We have successfully trained on [Kinetics](https://deepmind.com/research/open-source/open-source-datasets/kinetics/), [UCF101](http://crcv.ucf.edu/data/UCF101.php), [HMDB51](http://serre-lab.clps.brown.edu/resource/hmdb-a-large-human-motion-database/), [Something-Something-V1](https://20bn.com/datasets/something-something/v1) and [V2](https://20bn.com/datasets/something-something/v2), [Jester](https://20bn.com/datasets/jester) datasets with this codebase. Basically, the processing of video data can be summarized into 3 steps:
- Extract frames from videos (refer to [tools/vid2img_kinetics.py](tools/vid2img_kinetics.py) for Kinetics example and [tools/vid2img_sthv2.py](tools/vid2img_sthv2.py) for Something-Something-V2 example)

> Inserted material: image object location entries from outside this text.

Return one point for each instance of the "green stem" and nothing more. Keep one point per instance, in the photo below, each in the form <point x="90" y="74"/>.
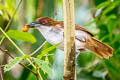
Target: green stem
<point x="10" y="20"/>
<point x="16" y="47"/>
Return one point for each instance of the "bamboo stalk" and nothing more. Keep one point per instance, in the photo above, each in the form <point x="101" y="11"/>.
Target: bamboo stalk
<point x="69" y="40"/>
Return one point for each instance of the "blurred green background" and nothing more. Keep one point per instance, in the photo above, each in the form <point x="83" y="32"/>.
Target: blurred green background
<point x="100" y="17"/>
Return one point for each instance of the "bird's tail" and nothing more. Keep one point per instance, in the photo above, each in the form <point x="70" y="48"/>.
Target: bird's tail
<point x="100" y="49"/>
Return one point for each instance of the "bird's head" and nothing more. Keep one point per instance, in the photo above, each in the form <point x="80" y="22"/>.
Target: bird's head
<point x="42" y="21"/>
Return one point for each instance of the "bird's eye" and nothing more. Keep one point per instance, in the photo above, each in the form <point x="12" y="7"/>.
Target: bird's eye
<point x="44" y="21"/>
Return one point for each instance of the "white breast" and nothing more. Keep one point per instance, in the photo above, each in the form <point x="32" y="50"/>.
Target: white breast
<point x="51" y="34"/>
<point x="54" y="36"/>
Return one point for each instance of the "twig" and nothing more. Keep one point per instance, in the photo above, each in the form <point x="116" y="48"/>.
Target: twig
<point x="1" y="74"/>
<point x="69" y="40"/>
<point x="5" y="51"/>
<point x="38" y="48"/>
<point x="10" y="21"/>
<point x="16" y="47"/>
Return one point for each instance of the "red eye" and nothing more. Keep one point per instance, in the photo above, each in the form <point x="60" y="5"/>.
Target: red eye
<point x="44" y="21"/>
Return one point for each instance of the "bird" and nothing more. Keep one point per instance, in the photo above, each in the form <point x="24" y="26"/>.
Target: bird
<point x="53" y="32"/>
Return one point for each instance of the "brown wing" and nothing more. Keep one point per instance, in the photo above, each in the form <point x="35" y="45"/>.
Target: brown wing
<point x="83" y="29"/>
<point x="77" y="27"/>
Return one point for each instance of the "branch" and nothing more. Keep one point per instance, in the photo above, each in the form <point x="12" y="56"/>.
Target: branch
<point x="5" y="51"/>
<point x="69" y="40"/>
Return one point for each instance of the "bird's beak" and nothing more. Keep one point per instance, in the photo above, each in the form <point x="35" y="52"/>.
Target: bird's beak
<point x="32" y="24"/>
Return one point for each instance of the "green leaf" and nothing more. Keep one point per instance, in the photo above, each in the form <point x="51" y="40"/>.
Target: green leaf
<point x="43" y="65"/>
<point x="12" y="63"/>
<point x="98" y="74"/>
<point x="104" y="4"/>
<point x="19" y="35"/>
<point x="47" y="50"/>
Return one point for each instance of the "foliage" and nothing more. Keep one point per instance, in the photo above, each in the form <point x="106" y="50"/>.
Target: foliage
<point x="89" y="67"/>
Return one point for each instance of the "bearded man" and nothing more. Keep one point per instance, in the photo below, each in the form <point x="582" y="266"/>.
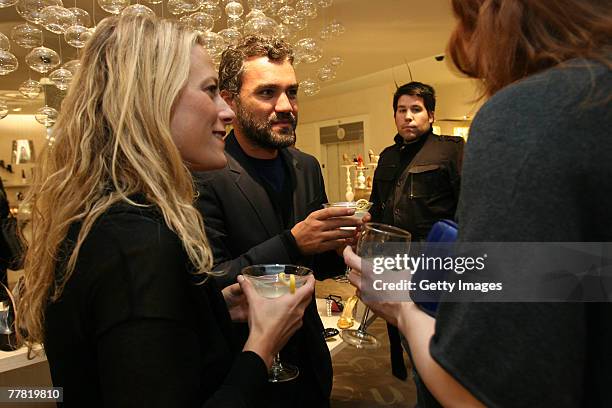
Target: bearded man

- Generate annotations needed for dataloader (refer to [tools/gen_label_kinetics.py](tools/gen_label_kinetics.py) for Kinetics example, [tools/gen_label_sthv1.py](tools/gen_label_sthv1.py) for Something-Something-V1 example, and [tools/gen_label_sthv2.py](tools/gen_label_sthv2.py) for Something-Something-V2 example)
- Add the information to [ops/dataset_configs.py](ops/dataset_configs.py)
## Code
This code is based on the [TSN](https://github.com/yjxiong/temporal-segment-networks) codebase. The core code to implement the Temporal Shift Module is [ops/temporal_shift.py](ops/temporal_shift.py). It is a plug-and-play module to enable temporal reasoning, at the cost of *zero parameters* and *zero FLOPs*.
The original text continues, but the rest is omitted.